BK: Was there ever any sort of inner debate or wavering about whether or not you could do it or not?
JM: I remember thinking it was going to be hard. I remember, very early on, not getting it that if you do a show and do well, nothing happens afterward. The first few months of doing stand-up in New York, when I was still in college, I was an intern in 2003. You think, “Wow, I did really well last night. Something will come from that.” Yeah, what will come from that will maybe be another set somewhere. You did a good set and you can figure out what jokes work. Become a better comedian. So you keep doing it and work really hard, but I don’t remember it being that scary.

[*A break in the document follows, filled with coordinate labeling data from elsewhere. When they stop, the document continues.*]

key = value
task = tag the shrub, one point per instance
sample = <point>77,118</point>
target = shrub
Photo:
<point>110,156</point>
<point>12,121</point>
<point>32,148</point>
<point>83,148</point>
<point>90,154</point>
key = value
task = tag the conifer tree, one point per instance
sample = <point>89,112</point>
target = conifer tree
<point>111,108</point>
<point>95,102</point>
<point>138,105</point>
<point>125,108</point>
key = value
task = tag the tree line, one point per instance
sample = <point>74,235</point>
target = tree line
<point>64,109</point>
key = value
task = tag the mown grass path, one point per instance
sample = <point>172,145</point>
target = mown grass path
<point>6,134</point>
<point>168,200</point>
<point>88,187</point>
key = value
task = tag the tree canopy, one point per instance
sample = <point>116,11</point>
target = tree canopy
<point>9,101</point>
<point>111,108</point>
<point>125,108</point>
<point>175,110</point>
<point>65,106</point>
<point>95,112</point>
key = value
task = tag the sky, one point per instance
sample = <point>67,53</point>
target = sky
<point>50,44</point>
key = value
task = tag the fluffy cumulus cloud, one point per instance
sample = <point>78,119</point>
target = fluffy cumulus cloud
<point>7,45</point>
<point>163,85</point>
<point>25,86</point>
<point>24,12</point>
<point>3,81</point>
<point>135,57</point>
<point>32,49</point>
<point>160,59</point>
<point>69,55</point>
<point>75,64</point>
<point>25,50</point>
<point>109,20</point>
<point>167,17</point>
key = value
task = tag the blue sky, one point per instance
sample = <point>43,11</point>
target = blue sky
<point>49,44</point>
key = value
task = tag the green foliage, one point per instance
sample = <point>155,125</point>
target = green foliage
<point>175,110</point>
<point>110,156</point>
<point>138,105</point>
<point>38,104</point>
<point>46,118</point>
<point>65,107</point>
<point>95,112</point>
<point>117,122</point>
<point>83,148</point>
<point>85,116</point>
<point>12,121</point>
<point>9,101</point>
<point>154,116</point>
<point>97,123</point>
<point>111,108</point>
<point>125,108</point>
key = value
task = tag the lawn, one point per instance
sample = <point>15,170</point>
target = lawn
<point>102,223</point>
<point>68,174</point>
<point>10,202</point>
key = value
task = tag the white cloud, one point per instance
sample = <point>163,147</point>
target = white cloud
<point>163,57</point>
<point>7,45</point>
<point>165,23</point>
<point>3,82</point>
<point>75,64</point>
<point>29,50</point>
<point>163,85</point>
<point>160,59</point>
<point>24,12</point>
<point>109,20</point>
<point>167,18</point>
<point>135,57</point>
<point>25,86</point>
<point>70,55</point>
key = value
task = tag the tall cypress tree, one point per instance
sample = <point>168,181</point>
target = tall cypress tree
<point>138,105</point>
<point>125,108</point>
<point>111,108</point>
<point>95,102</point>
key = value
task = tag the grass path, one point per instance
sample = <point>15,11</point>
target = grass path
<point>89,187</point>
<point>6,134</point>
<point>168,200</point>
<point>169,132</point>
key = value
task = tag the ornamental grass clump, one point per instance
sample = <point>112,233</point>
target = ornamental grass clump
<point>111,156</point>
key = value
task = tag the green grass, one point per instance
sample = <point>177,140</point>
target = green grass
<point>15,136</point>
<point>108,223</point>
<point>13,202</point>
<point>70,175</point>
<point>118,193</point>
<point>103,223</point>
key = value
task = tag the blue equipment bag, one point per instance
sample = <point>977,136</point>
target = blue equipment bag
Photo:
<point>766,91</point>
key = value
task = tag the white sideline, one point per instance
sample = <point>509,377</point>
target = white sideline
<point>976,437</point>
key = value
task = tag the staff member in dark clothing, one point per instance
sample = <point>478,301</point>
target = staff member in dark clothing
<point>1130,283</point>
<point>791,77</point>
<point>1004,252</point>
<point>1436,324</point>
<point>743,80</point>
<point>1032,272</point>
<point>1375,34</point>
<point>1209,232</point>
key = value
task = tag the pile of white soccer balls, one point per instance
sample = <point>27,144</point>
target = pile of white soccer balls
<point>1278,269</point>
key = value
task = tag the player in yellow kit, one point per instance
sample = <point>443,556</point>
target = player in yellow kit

Shows can be scary, and when I started going out on the road, that was scary and I thought it was something very new — being in a new city and now you’re staying at a hotel. You’re emceeing or featuring, you’re being paid and expected to do well…that was frightening, but it was just anxiety. It wasn’t like truly scary, like I made a mistake career-wise.
BK: With all these exciting projects in the works and all these exciting prospects, how are you feeling about all this?
JM: I am very fortunate to be able to work on these types of things and have these opportunities this early. I’m very aware that I was able to do some of these things early on, and that’s really fortunate. So it’s really exciting. I’m definitely aware that I’m incredibly fortunate. Who knows what will happen? But it’s really fun right now. I always wanted to be a comedian and a comedy writer, and now I get to do that.